The two-surfaces test was equally impressive, the vehicle coming to a halt quickly, under control and in a straight line.

The only criticism was that the device's random braking and releasing of the road wheels caused the tractive unit and trailer to buck somewhat. I doubt whether the light loading of the trailer was a factor, but on the AEC rigid the bucking, as might be expected, was very much less evident.

The best results are obtained where all axles are fitted with the equipment but, as I found out from the tests, an artic with only the driving axle converted had greatly improved straight line braking, and it is very unlikely to jack-knife.

Very shortly Antilok will be available both as original equipment for new vehicles and in kit form for installation by operators on existing vehicles. Typical price of a kit for converting, say, the three axles of a six-wheeled attic will be about .£300.

The Antilok system

An anti-lock braking system makes maximum use of the road /tyre adhesion available under all road conditions. To do this it must be capable of responding to all conditions of vehicle loading, and the widely varying friction coefficients produced by different road surfaces and weather conditions.

Research has shown that to maintain near maximum braking without wheel lock under straight-line braking, the slip of the tyre with respect to the road should be kept within the range of 15 per cent to 50 per cent. However, to fully realize its potential, and to cope with braking while cornering, these figures have to be considerably improved upon.

It has been found that to achieve maximum braking and retain control under cornering, the tyre /road slip percentage must be consistently retained within the 10 to 20 per cent range under widely differing conditions.
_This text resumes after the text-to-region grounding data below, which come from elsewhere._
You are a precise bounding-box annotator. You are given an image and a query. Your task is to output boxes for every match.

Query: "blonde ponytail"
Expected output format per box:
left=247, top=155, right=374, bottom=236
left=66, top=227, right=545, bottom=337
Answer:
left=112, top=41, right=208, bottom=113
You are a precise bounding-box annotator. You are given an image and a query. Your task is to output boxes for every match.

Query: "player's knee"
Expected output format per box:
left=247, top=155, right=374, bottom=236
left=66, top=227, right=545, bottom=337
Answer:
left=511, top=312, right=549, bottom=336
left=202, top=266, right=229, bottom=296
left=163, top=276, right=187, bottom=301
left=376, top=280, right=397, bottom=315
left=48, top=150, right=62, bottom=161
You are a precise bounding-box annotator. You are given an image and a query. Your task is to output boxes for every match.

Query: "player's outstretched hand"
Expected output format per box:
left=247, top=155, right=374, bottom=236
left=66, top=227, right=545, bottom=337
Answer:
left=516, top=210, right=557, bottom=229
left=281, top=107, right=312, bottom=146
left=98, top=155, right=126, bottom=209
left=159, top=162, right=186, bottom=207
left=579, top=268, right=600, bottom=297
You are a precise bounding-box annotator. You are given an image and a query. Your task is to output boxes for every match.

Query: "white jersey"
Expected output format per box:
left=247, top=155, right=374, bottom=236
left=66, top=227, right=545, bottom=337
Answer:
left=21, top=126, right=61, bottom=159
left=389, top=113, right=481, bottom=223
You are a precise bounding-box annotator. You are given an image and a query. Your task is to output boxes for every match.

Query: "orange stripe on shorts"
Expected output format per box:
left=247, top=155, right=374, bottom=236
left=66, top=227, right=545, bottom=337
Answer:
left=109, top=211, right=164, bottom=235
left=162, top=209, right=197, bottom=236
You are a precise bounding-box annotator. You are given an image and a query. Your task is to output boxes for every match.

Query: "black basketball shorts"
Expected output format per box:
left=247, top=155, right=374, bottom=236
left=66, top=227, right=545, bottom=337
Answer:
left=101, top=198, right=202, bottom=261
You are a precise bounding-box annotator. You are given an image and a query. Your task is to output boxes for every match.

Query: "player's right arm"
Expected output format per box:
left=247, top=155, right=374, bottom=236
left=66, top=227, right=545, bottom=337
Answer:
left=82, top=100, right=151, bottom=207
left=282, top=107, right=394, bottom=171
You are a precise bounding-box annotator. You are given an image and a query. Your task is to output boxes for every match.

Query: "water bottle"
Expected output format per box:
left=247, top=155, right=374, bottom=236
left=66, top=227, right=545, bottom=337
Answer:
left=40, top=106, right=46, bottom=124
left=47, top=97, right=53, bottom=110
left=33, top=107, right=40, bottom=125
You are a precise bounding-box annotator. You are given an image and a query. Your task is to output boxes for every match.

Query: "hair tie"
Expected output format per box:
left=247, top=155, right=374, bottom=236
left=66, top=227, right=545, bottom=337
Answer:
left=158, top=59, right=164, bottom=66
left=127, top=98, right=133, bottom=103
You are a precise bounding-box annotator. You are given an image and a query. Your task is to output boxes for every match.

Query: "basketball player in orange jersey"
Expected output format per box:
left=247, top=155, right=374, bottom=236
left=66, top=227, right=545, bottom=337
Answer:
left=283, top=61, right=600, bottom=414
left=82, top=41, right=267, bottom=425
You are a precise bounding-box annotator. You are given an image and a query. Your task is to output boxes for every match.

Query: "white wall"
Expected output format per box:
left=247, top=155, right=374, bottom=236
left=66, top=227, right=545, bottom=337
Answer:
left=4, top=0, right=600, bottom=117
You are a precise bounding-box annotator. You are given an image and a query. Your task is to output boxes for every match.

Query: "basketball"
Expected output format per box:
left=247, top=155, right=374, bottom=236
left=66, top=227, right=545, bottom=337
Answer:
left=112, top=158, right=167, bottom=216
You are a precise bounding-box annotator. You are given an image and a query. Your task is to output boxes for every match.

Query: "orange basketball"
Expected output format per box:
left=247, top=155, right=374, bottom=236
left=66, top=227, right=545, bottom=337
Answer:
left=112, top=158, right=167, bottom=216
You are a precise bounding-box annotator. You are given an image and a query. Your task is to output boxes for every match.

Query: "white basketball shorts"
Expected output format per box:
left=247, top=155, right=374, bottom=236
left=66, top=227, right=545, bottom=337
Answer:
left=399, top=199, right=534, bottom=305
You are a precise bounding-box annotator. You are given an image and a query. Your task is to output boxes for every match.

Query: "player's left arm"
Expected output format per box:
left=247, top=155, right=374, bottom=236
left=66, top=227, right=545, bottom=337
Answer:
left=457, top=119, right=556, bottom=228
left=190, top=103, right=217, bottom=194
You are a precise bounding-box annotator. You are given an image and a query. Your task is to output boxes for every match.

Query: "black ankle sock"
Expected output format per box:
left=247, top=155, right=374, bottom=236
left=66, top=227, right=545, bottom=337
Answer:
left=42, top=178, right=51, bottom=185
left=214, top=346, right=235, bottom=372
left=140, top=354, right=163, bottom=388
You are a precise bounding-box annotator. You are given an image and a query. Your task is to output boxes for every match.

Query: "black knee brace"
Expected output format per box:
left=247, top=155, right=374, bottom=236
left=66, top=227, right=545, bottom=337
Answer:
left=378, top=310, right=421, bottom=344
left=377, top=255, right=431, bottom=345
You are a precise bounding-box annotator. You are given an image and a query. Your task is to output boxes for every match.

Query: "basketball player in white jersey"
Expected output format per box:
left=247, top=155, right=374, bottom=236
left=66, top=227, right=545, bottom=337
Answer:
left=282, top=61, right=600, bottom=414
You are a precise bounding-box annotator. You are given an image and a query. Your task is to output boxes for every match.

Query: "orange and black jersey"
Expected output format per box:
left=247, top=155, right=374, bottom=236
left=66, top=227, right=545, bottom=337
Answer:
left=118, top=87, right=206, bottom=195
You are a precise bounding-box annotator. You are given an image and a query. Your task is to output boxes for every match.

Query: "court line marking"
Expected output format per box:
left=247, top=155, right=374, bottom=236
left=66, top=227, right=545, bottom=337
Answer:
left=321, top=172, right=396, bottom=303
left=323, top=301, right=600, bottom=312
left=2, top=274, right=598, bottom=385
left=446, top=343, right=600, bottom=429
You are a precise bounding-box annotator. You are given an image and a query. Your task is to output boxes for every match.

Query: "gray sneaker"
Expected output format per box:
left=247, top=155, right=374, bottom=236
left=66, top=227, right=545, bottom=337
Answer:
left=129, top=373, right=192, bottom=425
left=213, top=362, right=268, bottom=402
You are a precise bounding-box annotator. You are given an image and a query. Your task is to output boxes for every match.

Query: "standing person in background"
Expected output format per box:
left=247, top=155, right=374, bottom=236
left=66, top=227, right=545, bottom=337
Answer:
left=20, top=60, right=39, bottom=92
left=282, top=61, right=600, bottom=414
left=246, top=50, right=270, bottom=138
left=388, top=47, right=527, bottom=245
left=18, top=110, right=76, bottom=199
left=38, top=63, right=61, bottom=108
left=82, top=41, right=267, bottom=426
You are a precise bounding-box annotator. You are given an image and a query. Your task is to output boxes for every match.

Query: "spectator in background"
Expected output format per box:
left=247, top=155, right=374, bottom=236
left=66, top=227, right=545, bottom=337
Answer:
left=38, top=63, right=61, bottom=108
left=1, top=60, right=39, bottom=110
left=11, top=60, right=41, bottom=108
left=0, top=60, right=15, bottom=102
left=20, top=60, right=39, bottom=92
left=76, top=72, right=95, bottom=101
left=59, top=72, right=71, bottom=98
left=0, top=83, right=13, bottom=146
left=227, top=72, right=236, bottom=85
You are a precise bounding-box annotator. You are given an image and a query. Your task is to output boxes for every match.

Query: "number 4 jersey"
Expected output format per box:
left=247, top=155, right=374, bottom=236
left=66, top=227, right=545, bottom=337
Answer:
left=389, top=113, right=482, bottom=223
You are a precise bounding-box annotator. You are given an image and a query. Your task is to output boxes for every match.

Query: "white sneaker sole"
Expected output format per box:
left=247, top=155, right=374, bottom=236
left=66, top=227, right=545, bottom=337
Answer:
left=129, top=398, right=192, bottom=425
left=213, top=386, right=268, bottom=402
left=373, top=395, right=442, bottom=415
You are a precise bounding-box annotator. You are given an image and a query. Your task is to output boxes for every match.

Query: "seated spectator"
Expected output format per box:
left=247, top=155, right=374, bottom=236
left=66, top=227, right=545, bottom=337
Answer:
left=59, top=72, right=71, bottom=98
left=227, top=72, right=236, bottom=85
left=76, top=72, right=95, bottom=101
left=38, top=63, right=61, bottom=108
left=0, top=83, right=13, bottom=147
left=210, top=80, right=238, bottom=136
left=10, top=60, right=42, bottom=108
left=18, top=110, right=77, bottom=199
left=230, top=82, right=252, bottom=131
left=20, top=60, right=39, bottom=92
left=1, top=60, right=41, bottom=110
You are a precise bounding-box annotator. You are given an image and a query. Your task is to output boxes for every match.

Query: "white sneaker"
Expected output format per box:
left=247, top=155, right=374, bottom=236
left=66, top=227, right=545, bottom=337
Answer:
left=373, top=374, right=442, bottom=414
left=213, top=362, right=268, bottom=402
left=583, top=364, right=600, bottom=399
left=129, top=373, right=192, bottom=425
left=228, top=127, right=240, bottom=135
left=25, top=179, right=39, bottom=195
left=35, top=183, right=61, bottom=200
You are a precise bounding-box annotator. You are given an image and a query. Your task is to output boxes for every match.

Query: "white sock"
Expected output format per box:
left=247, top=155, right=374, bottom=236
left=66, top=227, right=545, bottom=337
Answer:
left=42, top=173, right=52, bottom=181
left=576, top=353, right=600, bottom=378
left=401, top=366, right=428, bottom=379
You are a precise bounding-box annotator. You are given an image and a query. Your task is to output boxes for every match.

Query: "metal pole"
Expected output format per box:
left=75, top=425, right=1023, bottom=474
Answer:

Antilok was developed to meet these requirements.

The Lockheed Antilok system has four main elements:— (i) A sensor which detects tyre /road slip by the recording of wheel velocity and change of velocity.

(ii) A command module which converts this information into instructions.
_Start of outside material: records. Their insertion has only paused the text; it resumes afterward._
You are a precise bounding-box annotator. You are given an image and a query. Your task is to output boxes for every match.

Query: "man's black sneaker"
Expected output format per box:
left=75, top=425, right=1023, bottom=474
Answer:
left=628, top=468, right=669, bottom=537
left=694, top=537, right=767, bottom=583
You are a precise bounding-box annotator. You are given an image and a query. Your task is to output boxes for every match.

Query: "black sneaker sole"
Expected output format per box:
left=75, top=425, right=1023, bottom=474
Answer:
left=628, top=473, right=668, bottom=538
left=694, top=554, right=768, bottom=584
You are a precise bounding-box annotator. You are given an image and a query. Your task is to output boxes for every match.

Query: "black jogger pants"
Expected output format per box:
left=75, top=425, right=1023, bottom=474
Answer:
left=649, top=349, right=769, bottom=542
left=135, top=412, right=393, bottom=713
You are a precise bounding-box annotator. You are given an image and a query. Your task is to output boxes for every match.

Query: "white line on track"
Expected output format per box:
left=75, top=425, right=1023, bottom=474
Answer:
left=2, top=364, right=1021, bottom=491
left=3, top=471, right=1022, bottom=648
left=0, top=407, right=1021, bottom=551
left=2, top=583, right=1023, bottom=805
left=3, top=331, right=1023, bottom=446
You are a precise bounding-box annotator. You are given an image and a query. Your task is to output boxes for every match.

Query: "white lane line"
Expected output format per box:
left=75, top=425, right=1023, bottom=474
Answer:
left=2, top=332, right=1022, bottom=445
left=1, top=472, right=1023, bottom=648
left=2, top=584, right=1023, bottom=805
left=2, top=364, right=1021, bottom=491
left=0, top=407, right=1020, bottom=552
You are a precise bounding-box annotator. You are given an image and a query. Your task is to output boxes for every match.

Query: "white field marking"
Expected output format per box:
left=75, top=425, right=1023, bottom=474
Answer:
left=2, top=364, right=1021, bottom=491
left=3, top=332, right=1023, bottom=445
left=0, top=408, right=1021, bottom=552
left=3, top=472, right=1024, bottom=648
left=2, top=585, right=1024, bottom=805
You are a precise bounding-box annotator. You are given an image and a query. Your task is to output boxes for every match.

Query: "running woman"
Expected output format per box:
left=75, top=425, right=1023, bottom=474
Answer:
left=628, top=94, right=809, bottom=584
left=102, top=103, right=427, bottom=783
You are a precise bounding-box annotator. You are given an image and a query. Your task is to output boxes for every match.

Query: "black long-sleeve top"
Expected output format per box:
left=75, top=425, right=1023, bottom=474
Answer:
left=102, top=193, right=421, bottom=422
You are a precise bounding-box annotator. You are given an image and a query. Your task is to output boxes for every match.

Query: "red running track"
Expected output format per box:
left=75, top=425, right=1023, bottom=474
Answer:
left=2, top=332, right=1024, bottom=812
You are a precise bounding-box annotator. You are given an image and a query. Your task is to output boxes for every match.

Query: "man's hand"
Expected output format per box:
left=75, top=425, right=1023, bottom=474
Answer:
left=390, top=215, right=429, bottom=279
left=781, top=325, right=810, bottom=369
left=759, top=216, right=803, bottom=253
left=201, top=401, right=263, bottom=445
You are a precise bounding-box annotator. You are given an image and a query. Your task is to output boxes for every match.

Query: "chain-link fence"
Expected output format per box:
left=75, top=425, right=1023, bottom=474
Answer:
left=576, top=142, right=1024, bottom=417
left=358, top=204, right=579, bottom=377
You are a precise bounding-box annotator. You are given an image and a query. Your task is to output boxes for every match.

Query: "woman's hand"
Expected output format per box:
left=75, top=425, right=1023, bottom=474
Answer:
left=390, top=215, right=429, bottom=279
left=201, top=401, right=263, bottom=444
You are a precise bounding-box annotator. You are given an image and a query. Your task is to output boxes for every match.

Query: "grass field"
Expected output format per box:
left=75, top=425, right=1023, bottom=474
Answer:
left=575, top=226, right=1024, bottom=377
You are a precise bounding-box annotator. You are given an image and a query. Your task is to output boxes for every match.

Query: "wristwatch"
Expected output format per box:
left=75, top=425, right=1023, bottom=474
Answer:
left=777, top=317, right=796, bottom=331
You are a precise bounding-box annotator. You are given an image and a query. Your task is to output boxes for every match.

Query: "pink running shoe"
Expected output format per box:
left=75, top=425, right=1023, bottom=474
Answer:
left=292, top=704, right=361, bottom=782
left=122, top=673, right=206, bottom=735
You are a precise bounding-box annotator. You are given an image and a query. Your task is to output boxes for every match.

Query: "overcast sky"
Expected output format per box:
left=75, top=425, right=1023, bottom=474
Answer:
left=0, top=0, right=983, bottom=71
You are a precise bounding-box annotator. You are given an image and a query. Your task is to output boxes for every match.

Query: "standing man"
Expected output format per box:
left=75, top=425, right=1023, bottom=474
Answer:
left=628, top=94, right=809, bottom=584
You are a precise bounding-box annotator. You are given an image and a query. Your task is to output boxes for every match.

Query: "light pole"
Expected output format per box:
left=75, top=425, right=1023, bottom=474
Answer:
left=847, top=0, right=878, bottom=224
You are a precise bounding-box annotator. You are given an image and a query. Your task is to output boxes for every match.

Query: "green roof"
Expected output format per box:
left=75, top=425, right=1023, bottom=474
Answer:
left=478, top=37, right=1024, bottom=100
(iii) A means of conveying these instructions to the main brake actuating system that will override the driver's instructions.
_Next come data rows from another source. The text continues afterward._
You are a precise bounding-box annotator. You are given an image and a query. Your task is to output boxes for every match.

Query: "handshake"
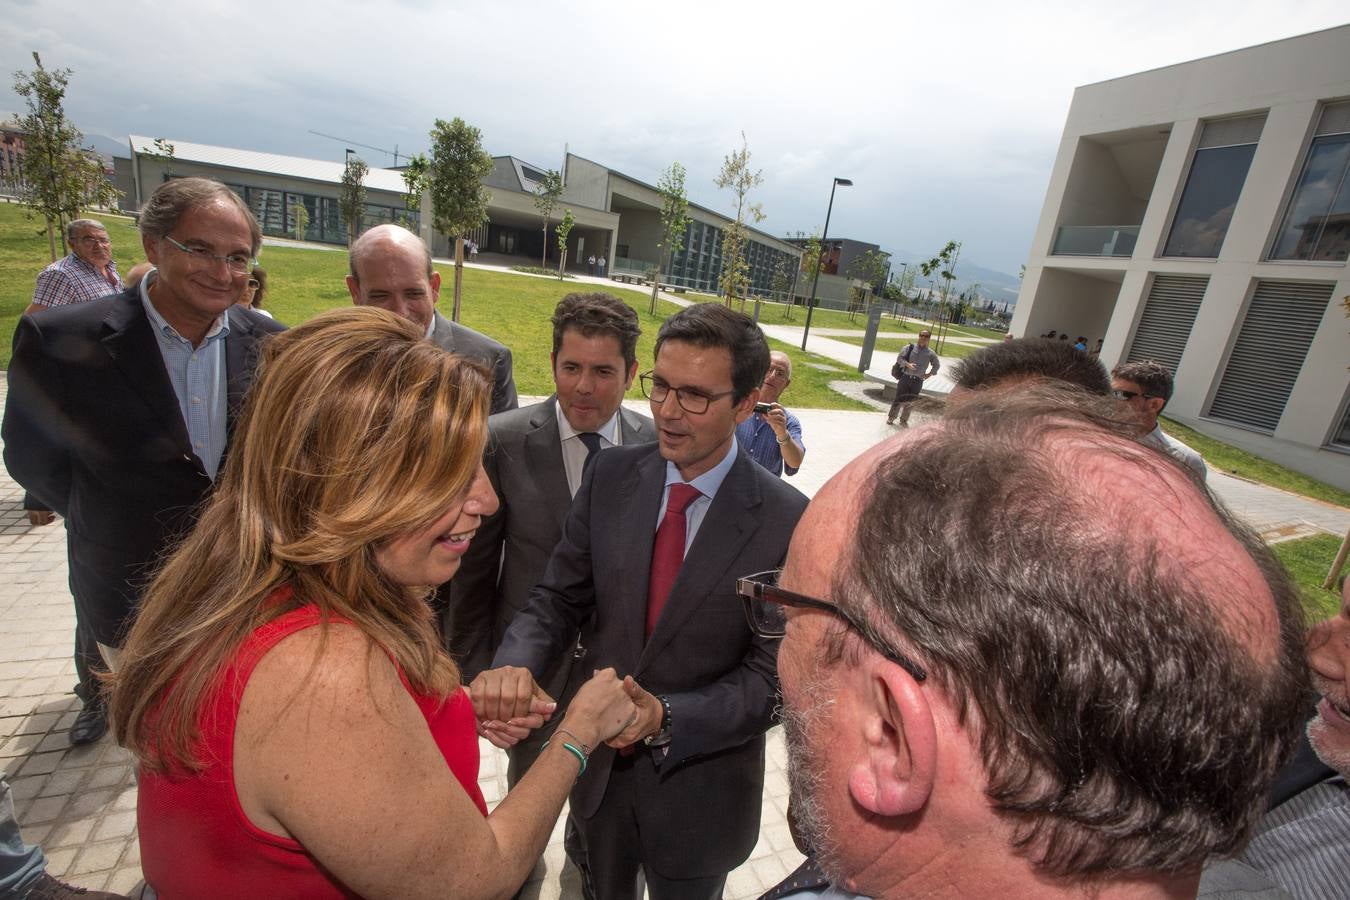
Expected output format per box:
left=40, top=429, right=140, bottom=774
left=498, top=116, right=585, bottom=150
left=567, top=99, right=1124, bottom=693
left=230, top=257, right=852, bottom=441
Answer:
left=469, top=665, right=662, bottom=752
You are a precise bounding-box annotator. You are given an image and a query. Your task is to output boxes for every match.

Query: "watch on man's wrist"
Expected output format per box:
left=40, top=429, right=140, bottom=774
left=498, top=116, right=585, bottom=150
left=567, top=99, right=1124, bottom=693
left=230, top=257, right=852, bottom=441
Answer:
left=644, top=695, right=673, bottom=747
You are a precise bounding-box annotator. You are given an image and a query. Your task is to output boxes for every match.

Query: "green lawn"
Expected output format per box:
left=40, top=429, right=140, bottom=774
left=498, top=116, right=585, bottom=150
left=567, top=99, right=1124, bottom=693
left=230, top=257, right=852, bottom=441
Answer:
left=0, top=204, right=868, bottom=409
left=1161, top=417, right=1350, bottom=509
left=1271, top=533, right=1345, bottom=620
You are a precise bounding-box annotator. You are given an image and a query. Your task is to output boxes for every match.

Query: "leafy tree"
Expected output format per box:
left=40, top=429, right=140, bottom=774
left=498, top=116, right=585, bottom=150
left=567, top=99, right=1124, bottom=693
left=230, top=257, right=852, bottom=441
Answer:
left=845, top=249, right=889, bottom=321
left=532, top=168, right=564, bottom=268
left=650, top=162, right=691, bottom=314
left=714, top=133, right=765, bottom=308
left=400, top=152, right=431, bottom=228
left=555, top=208, right=575, bottom=278
left=919, top=240, right=962, bottom=350
left=12, top=52, right=120, bottom=261
left=427, top=117, right=493, bottom=322
left=339, top=154, right=369, bottom=247
left=290, top=199, right=310, bottom=241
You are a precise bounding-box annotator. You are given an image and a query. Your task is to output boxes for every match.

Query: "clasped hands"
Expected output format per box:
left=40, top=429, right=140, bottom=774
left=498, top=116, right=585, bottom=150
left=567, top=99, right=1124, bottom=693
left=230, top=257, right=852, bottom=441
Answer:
left=468, top=665, right=663, bottom=751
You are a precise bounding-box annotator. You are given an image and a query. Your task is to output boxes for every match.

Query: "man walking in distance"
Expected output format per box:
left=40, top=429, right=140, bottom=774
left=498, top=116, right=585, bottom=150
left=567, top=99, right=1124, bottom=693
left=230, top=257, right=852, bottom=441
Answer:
left=22, top=218, right=127, bottom=527
left=886, top=328, right=939, bottom=427
left=347, top=223, right=517, bottom=414
left=1111, top=359, right=1207, bottom=482
left=736, top=350, right=805, bottom=477
left=474, top=304, right=808, bottom=900
left=3, top=178, right=284, bottom=745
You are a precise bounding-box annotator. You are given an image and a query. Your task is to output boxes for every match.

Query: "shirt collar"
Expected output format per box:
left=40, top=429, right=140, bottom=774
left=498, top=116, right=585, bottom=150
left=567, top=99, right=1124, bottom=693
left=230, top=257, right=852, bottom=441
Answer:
left=139, top=272, right=231, bottom=344
left=556, top=399, right=622, bottom=446
left=424, top=314, right=436, bottom=340
left=67, top=253, right=118, bottom=277
left=664, top=434, right=738, bottom=499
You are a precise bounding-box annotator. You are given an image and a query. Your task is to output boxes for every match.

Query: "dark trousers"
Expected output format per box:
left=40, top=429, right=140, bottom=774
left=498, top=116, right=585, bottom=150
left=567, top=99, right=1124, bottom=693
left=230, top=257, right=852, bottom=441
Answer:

(iv) The response of the wheels and tyres to changes in the brake torque.

The sensor, situated at a wheel or at the prop-shaft, is an electro-magnetic device in which a toothed wheel passes a magnetic head thereby generating pulses. Generally, one pulse is generated per inch of forward vehicle movement or ie 1000 pulse/sec at about 60 mph.

The system senses imminent wheel lock by detecting excessive deceleration at the wheel. A circuit in the command module monitors the impulses received from the wheel sensor, and processes each pulse into a speed signal which is used to calculate the acceleration or deceleration of the wheel continuously.

The brakes are released when the wheel deceleration is in excess of 1.5g and reapplied when the wheel has started to recover. The point of re-application is determined by a reference signal generated during each cycle which takes account of the varying requirements for low and high adhesion surfaces and gear conditions. Automotive Products have developed circuitry in conjunction with Mullard Ltd and . now supply the control modules to Lockheed specifications.

Tie electronic system now used is several times more reliable than previous mechanical systems but the possibility of Antilok failure cannot be overlooked, and the system has been developed to offer comprehensive safeguards and warning should a fault develop. A failure of Antilok on the rear wheels of a rigid, for instance, would automatically cause the system to switch out on the front wheels.

As the majority of commercial vehicle braking systems use compressed air as the power medium, Automotive Products have developed both two-wheel and all-wheel systems for use with air as the power source. The general approach and principles involved are common to both commercial vehicle and car applications, and the main elements, the sensor and command module, are similar.

The only fundamental difference between the two applications is the provision of a modulator in the commercial vehicle Antilok system. The modulator, an axle-linked pressure control valve, is introduced into the system to take account of the variations which occur between laden and unladen conditions, and the considerable effects of weight transfer under heavy braking.